John Harris Kinzie (b.1803, d.1865)
John Harris Kinzie was born in 1803, the son of John Kinzie, Sr., who is considered one of the founding fathers of Chicago. After surviving the Fort Dearborn Massacre as a child, he became apprenticed to the American Fur Company at its Michilimackinac headquarters in 1818. Upon completion of his instruction in the duties of a company clerk, he began keeping records for the Michilimackinac trading post. Michigan Territory Governor Lewis Cass took notice of Kinzie’s knowledge of tribal dialects and culture and hired him as an aide. Circumstances soon brought him to Prairie du Chien where he worked under fur trader Jean Joseph Rolette.
In 1829, Kinzie helped the government negotiate its treaty with the Ho-Chunk (Winnebago) tribe. In this treaty, Ho-Chunk tribal authorities from a large segment of the tribes’ southeastern territory acquiesced to the government’s demand that they move to Iowa in return for a thirty year annuity payment in silver along with other goods and services.
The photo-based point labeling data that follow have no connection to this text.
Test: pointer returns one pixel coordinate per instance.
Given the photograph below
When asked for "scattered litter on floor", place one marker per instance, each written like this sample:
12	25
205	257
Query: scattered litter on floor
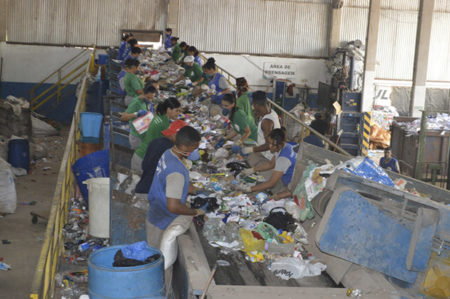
4	266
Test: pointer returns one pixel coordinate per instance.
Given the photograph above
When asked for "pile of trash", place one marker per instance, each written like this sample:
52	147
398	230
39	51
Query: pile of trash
438	122
78	245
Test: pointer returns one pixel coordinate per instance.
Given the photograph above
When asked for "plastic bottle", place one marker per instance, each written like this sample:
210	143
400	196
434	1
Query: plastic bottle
106	133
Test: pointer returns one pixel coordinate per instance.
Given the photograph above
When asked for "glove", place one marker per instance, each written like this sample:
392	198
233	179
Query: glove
220	143
141	113
235	149
199	212
194	156
246	150
248	171
244	188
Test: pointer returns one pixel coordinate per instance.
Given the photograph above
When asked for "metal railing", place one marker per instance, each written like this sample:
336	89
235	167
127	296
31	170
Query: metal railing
56	88
230	77
43	285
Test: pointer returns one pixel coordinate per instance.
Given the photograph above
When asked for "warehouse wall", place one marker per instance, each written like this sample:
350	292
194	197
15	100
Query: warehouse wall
25	65
308	71
397	35
81	22
297	28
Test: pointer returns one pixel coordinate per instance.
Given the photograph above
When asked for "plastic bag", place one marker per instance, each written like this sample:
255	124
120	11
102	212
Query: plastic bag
371	171
169	245
8	196
287	268
301	197
41	128
250	242
138	251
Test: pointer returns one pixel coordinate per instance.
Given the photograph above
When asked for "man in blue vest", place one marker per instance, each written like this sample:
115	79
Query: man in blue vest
389	163
170	186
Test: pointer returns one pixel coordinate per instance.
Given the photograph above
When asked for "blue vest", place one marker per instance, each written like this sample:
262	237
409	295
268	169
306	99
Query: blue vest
214	84
167	41
126	52
127	57
391	165
158	214
198	60
289	153
121	76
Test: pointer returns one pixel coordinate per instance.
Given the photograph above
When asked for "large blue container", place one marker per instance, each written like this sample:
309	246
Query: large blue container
90	126
19	153
95	165
106	281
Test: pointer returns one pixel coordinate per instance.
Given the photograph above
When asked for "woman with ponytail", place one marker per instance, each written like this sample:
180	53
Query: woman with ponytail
282	166
166	112
217	82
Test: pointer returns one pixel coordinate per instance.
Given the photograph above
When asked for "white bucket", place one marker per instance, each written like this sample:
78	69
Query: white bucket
99	206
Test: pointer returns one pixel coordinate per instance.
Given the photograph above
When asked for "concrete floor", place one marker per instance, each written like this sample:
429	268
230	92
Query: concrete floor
27	238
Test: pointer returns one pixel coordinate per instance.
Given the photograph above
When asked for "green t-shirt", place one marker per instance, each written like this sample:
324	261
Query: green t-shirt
136	105
194	73
132	84
176	52
241	121
243	103
158	124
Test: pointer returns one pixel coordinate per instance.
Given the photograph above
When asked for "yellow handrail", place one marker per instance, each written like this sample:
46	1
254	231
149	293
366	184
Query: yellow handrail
285	112
33	89
60	81
44	278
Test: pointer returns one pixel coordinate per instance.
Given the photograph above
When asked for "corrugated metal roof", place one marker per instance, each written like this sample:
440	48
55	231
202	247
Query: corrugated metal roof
439	58
256	26
311	30
354	24
356	3
400	4
3	19
396	44
442	5
81	22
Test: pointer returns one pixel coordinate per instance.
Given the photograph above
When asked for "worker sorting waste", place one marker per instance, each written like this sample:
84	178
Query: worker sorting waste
211	173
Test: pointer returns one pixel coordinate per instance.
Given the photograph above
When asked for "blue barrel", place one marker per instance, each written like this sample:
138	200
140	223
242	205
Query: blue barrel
90	126
95	165
106	281
19	153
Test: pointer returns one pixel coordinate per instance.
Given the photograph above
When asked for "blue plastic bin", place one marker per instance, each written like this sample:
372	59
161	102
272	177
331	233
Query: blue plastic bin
95	165
90	126
102	59
19	153
106	281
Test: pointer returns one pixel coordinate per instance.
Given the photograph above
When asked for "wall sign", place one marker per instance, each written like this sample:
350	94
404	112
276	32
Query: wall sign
279	70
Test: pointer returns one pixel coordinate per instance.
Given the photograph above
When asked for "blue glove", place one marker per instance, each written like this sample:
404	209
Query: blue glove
141	112
194	156
220	143
235	149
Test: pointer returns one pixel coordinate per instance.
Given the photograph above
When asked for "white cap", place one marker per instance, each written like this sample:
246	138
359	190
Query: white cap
189	58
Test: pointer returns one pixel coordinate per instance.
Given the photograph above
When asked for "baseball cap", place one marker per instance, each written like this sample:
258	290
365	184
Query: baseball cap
174	127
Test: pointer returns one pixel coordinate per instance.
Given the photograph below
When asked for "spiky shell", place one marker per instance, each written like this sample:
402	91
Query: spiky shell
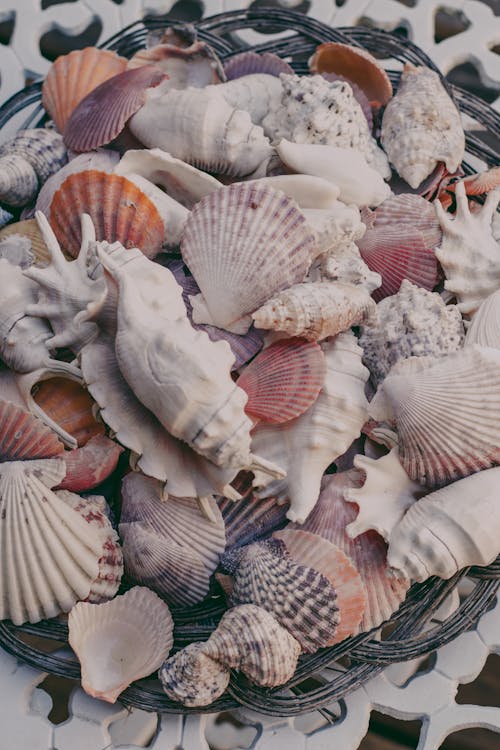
71	77
244	243
445	411
203	130
120	641
421	126
316	311
411	323
449	529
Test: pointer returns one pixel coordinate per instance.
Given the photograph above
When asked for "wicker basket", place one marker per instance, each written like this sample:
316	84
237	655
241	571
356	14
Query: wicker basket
407	635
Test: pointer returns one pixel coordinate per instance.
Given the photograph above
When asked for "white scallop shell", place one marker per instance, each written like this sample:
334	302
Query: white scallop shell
120	641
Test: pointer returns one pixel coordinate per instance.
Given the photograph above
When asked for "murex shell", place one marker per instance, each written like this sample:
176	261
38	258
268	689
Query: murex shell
421	126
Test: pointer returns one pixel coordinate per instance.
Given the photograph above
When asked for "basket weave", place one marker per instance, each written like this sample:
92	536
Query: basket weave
408	634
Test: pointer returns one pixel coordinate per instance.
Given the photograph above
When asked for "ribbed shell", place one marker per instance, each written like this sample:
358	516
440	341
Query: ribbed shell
244	243
250	640
299	598
446	413
71	77
316	311
120	641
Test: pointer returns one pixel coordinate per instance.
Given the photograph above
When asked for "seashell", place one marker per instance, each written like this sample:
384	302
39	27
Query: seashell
357	65
174	121
316	311
449	529
250	640
306	446
248	62
298	597
49	553
421	126
93	509
26	162
313	110
358	182
181	181
101	115
90	465
284	380
103	160
445	413
384	497
23	437
120	641
193	678
315	552
71	77
368	552
411	323
243	244
468	252
485	326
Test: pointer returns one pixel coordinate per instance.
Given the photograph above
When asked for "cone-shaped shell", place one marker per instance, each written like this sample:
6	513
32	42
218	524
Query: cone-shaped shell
71	77
250	640
120	641
445	411
244	243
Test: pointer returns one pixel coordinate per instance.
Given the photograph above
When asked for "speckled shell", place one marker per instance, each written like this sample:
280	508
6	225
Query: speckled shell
316	311
449	529
421	126
411	323
244	243
250	640
176	120
306	446
120	641
445	412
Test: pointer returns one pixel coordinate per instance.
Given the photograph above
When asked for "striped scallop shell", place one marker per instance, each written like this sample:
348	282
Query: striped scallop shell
71	77
445	411
243	244
120	641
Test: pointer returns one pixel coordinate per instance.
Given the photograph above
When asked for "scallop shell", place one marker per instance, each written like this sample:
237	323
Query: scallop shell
411	323
174	121
120	641
321	555
298	597
250	640
49	554
101	115
119	210
71	77
368	551
193	678
449	529
316	311
421	126
469	254
445	413
243	244
306	446
284	380
359	183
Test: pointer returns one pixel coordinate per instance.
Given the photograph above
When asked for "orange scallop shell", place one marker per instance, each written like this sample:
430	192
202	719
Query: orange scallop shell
119	210
73	76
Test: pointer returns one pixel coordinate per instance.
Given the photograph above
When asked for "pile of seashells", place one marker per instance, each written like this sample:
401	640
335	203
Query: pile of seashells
226	274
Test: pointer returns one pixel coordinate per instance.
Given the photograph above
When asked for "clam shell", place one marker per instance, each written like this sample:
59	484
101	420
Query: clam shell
193	678
250	640
120	641
101	115
243	244
71	77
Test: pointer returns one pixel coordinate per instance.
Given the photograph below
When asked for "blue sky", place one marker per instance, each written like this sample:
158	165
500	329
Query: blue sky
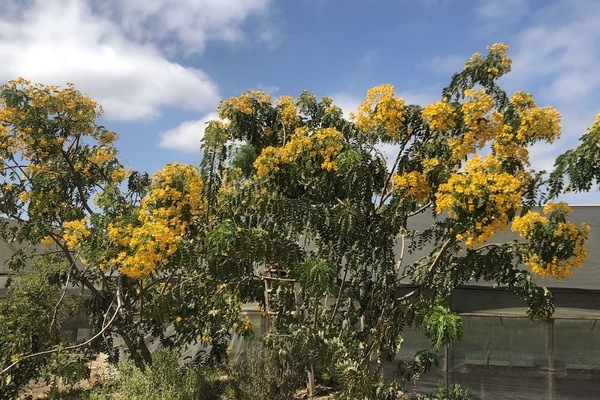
160	67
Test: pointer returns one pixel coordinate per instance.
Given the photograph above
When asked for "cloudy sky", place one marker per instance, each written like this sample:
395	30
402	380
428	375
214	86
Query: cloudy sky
160	67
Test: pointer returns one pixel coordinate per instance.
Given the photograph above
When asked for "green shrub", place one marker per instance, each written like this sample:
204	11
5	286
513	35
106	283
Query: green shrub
265	373
165	379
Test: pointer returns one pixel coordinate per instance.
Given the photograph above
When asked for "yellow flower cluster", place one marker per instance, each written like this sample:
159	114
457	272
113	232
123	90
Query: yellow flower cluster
100	155
412	184
173	203
74	232
534	124
480	198
381	109
245	104
566	241
440	116
319	149
482	121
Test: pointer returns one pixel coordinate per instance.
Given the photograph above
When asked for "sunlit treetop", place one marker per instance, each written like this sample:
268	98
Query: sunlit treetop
465	156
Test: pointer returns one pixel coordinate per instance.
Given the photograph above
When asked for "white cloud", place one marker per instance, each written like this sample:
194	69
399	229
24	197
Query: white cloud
444	65
503	9
55	41
187	136
347	102
189	23
556	58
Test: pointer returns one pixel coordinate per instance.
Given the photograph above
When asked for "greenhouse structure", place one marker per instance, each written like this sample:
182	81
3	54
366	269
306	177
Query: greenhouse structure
503	354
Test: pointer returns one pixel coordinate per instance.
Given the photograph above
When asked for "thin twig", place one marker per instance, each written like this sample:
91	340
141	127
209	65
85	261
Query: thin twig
68	348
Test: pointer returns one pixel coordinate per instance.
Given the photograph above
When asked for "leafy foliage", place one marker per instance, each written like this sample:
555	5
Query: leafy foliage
290	191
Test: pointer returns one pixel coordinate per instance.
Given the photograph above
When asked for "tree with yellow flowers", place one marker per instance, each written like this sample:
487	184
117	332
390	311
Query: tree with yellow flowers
301	173
131	245
290	192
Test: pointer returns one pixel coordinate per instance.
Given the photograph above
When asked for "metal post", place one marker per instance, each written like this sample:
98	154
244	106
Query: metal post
550	352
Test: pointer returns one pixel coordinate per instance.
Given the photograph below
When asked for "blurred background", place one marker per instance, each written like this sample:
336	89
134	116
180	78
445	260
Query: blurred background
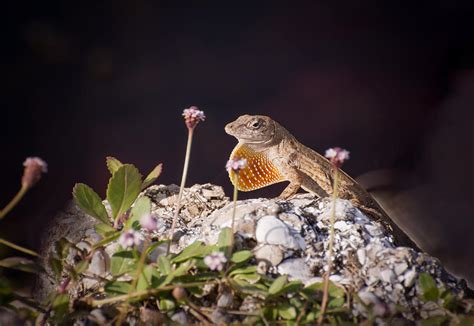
392	82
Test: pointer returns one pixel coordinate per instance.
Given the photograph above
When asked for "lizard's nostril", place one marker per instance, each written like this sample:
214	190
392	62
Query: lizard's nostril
228	128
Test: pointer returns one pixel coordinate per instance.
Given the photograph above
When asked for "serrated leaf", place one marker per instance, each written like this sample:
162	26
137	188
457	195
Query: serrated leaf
89	201
164	265
430	291
124	187
278	284
21	264
241	256
152	176
141	207
287	311
225	241
122	262
118	287
113	164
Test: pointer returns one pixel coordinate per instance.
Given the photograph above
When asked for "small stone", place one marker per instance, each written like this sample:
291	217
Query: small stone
296	269
400	268
387	275
409	277
271	230
270	253
180	318
361	256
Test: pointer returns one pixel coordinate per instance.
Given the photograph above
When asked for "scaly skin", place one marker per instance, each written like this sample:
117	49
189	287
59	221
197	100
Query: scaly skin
275	155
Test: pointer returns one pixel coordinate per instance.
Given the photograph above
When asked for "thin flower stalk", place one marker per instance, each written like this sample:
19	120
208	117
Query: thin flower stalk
181	187
336	156
325	299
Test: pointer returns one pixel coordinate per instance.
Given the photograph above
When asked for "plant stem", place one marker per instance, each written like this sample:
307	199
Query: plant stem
19	195
234	199
141	262
324	302
181	187
145	293
19	248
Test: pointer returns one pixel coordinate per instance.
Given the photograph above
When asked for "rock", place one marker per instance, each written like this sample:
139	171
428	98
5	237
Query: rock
296	269
273	231
270	253
288	237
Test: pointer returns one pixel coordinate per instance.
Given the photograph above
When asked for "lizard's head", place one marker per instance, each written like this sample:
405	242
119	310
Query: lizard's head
252	129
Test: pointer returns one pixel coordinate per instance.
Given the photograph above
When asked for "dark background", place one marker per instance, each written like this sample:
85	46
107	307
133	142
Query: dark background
393	82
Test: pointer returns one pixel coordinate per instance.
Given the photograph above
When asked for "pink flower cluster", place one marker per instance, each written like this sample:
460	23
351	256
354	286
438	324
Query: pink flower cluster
337	156
192	116
130	239
34	168
215	261
236	164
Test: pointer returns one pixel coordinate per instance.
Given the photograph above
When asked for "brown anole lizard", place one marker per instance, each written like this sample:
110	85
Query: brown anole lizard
274	155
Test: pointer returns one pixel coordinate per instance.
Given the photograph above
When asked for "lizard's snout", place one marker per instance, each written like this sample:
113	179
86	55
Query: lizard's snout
228	128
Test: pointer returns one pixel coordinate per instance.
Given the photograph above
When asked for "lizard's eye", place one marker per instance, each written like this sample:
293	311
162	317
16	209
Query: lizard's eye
255	124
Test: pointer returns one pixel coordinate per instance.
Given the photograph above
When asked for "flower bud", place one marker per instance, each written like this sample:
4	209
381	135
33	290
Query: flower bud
34	168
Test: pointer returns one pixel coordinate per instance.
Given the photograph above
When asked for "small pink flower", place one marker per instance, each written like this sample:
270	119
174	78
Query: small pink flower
236	164
149	222
130	239
337	156
192	116
215	261
34	168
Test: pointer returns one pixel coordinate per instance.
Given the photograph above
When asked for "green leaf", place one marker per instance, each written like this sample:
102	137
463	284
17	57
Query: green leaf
430	291
118	287
113	164
434	321
164	265
122	262
166	305
141	207
104	229
241	256
107	240
82	266
336	303
196	249
243	270
154	174
60	305
123	189
278	284
21	264
225	240
145	278
334	290
286	311
89	201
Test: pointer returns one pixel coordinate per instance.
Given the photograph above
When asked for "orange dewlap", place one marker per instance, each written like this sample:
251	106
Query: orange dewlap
260	171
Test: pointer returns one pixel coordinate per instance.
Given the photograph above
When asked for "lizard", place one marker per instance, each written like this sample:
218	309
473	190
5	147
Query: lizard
274	155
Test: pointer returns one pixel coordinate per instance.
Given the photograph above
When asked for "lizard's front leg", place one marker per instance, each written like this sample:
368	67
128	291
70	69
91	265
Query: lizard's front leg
296	180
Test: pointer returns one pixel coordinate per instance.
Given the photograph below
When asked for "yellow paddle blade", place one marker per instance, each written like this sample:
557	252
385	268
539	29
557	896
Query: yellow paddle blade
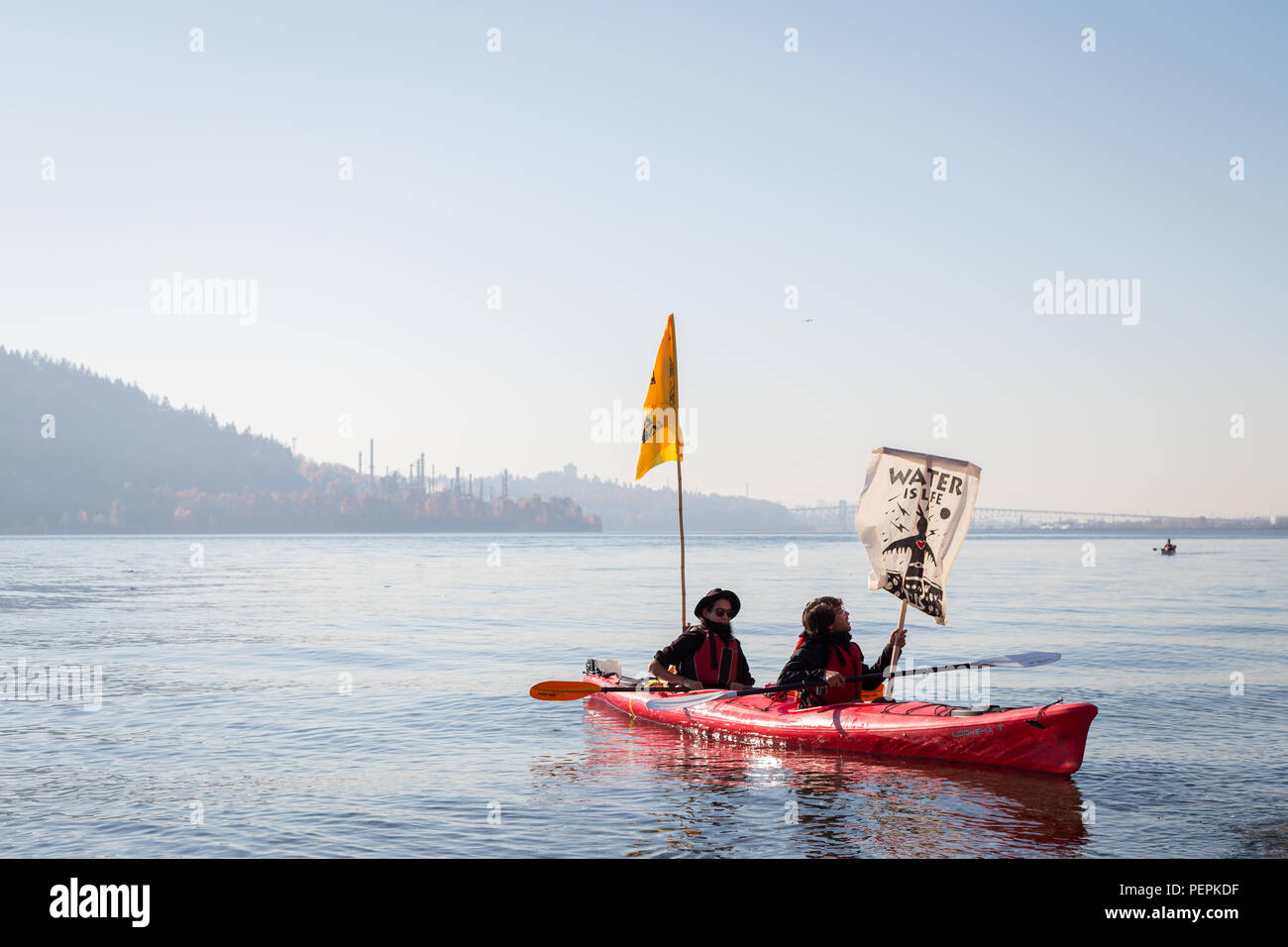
562	689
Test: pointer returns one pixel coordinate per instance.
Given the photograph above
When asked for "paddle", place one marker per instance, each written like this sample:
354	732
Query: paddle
1030	659
576	689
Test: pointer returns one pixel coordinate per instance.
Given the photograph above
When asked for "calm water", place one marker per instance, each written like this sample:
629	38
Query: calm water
368	696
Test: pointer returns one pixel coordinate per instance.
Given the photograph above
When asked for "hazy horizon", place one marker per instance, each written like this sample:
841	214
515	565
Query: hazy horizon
511	175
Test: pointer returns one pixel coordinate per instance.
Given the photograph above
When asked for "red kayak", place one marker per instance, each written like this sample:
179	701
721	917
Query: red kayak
1048	740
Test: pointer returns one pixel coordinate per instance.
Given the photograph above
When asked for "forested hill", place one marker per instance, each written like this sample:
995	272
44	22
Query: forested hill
80	453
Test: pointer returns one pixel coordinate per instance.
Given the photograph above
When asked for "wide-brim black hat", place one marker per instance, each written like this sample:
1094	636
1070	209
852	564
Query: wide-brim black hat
715	595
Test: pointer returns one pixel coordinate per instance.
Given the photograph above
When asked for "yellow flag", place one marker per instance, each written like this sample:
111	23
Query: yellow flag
661	440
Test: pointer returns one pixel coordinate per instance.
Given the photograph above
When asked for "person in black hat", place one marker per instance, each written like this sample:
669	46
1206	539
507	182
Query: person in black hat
707	655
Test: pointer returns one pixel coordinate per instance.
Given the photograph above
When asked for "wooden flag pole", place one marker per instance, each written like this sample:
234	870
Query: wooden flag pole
679	495
894	657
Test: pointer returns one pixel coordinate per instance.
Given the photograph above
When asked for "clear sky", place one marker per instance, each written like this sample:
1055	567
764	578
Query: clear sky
518	169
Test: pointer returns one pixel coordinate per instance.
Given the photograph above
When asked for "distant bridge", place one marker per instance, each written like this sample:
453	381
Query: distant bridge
841	517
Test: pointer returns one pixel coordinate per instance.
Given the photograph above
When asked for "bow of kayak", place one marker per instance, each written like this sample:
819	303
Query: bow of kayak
1048	738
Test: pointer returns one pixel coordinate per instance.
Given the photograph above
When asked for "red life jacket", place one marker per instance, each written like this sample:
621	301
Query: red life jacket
715	663
849	663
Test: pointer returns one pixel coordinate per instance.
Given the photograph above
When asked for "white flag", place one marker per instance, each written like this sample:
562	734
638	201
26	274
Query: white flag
912	518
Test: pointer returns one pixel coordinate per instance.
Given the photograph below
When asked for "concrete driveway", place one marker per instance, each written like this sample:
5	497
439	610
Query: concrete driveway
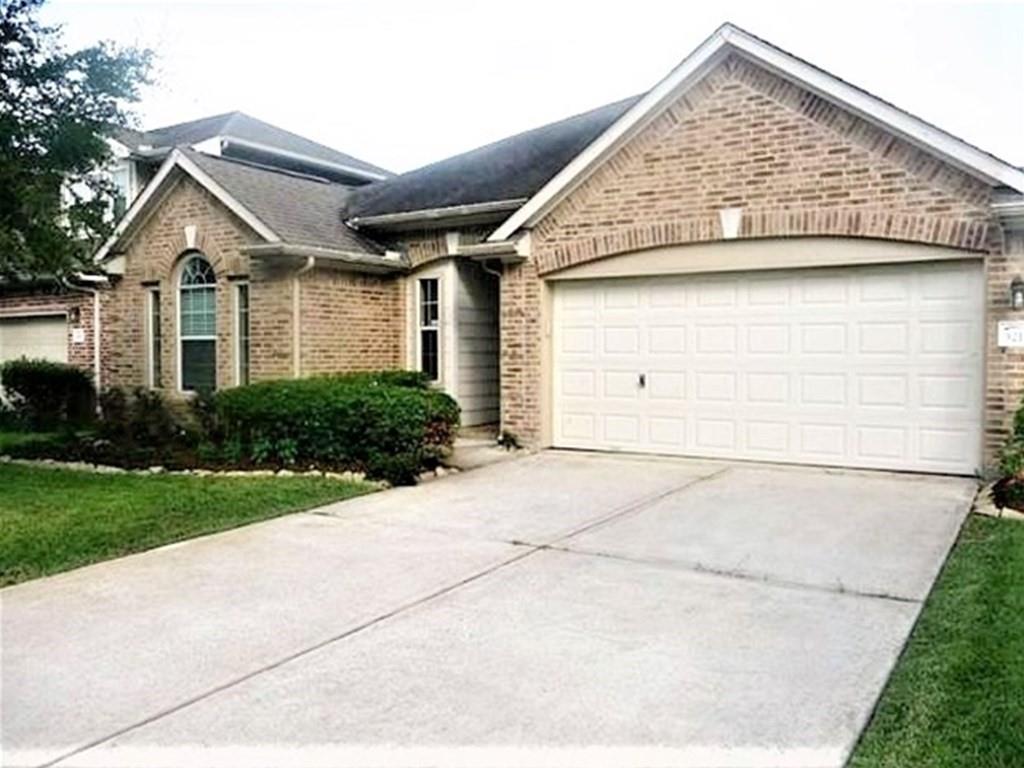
561	609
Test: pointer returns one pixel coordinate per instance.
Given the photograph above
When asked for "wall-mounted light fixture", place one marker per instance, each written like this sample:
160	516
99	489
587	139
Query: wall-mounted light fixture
1017	293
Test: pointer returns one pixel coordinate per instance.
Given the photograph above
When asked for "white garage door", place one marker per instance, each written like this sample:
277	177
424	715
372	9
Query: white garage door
864	367
34	337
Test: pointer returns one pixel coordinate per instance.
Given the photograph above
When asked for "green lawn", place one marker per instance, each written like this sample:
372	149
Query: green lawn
52	520
956	697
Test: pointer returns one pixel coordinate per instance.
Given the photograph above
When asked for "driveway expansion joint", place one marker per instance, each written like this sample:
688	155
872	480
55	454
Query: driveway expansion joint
698	567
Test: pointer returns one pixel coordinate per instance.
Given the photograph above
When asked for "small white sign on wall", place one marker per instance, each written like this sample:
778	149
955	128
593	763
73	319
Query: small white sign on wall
1010	334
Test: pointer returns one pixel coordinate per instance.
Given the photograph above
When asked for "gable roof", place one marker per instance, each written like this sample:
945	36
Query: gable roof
252	133
511	169
280	206
730	39
301	210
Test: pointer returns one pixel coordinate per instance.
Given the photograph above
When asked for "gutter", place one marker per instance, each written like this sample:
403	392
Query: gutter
1010	212
505	251
434	215
296	315
391	261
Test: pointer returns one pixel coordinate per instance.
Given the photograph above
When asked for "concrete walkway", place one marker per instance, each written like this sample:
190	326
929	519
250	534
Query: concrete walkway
559	609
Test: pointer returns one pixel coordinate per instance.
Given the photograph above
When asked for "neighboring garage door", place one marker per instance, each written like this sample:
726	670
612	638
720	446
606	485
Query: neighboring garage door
44	336
872	367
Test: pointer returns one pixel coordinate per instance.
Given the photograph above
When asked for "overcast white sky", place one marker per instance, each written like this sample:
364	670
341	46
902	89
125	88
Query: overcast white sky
402	83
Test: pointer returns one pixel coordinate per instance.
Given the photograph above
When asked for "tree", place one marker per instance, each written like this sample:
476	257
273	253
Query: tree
56	110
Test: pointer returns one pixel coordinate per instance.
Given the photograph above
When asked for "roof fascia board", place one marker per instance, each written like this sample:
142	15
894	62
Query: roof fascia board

Kinzie was appointed to be an Indian sub-agent to carry out this treaty at Fort Winnebago in what is now Portage, Wisconsin. Before reporting to his new post, Kinzie traveled east and married Juliette Magill of Connecticut.
John and his new wife arrived in Portage in 1830. While at Fort Winnebago, John’s main job was the distribution of the annuity and the facilitation of ongoing negotiations with the tribe. In addition to these duties, however, John also worked as the local postmaster, judge, and quasi-doctor for the Natives in the region. In 1832, he built the Indian Agency House across the Fox River from Fort Winnebago as a neutral location to meet with the Ho-Chunk. John moved back to Chicago in 1833 to pursue a different career path. There, he started the town’s first bank and became heavily involved in local politics. During the Civil War, John Harris Kinzie was appointed as regional paymaster for the Union Army. Kinzie subsequently died of heart failure in 1865 while traveling on business via train in the eastern United States.
Juliette Kinzie (b.1806, d.1870)
Juliette Augusta Magill Kinzie was born September 11, 1806. Raised in Middletown, Connecticut, she began her formal education at a boarding school in the New Haven area—likely at the Cheshire Episcopal Academy. Unusual for her time, Juliette’s schooling did not end there. Beginning with tutelage by her uncle, Alexander Wolcott, she worked her way toward acceptance into the prestigious Emma Willard’s School in Troy, New York.
In 1830, Juliette married John Harris Kinzie and moved West with him to fulfill his appointment as an Indian sub-agent at Fort Winnebago. On her journey across the Great Lakes, she perceived that they were heading into a situation in which she coudl be an example to the natives of the beliefs and way of life common to her New England heritage. She spared no effort to create the atmosphere of a proper Eastern home hundreds of miles from any settled development.
If Juliette had expectations of her role in a frontier Indian agency upon her arrival, the next three years would present both challenges and times of discovery. Following adventure, war, famine, and the rigors of frontier fort life, opportunity in Chicago called the Kinzies away. While her stay in territorial Wisconsin was brief, the impact was lasting.
In Chicago, Juliette began writing and publishing works of fiction such as Walter Ogilby and Mark Logan the Bourgeois. She additionally wrote of early Chicago's Fort Dearborn days, in which her husband's family had played a considerable part. In 1856, her memories of the old Northwest resurfaced in the form of a memoir which was published under the title Wau-Bun: The "Early Day" in the Northwest. In this narrative, she relayed her experiences at Fort Winnebago's Indian agency. Her anecdotes about the natives, the military, frontier travels, and her in-laws' experiences in the wilderness are as significant to the scholar as they are vivid to the casual reader.
During her lifetime, Juliette raised seven children and left a remarkable eyewitness narrative of life at the Indian agency. Her stories would go on to inspire her descendants, one of whom—Juliette Gordon Low—would go on to found the Girl Scouts. Juliette Kinzie died in 1870 at the age of 64 when a druggist inadvertently gave her morphine instead of quinine while she was visiting her daughter in Amagansett, New York.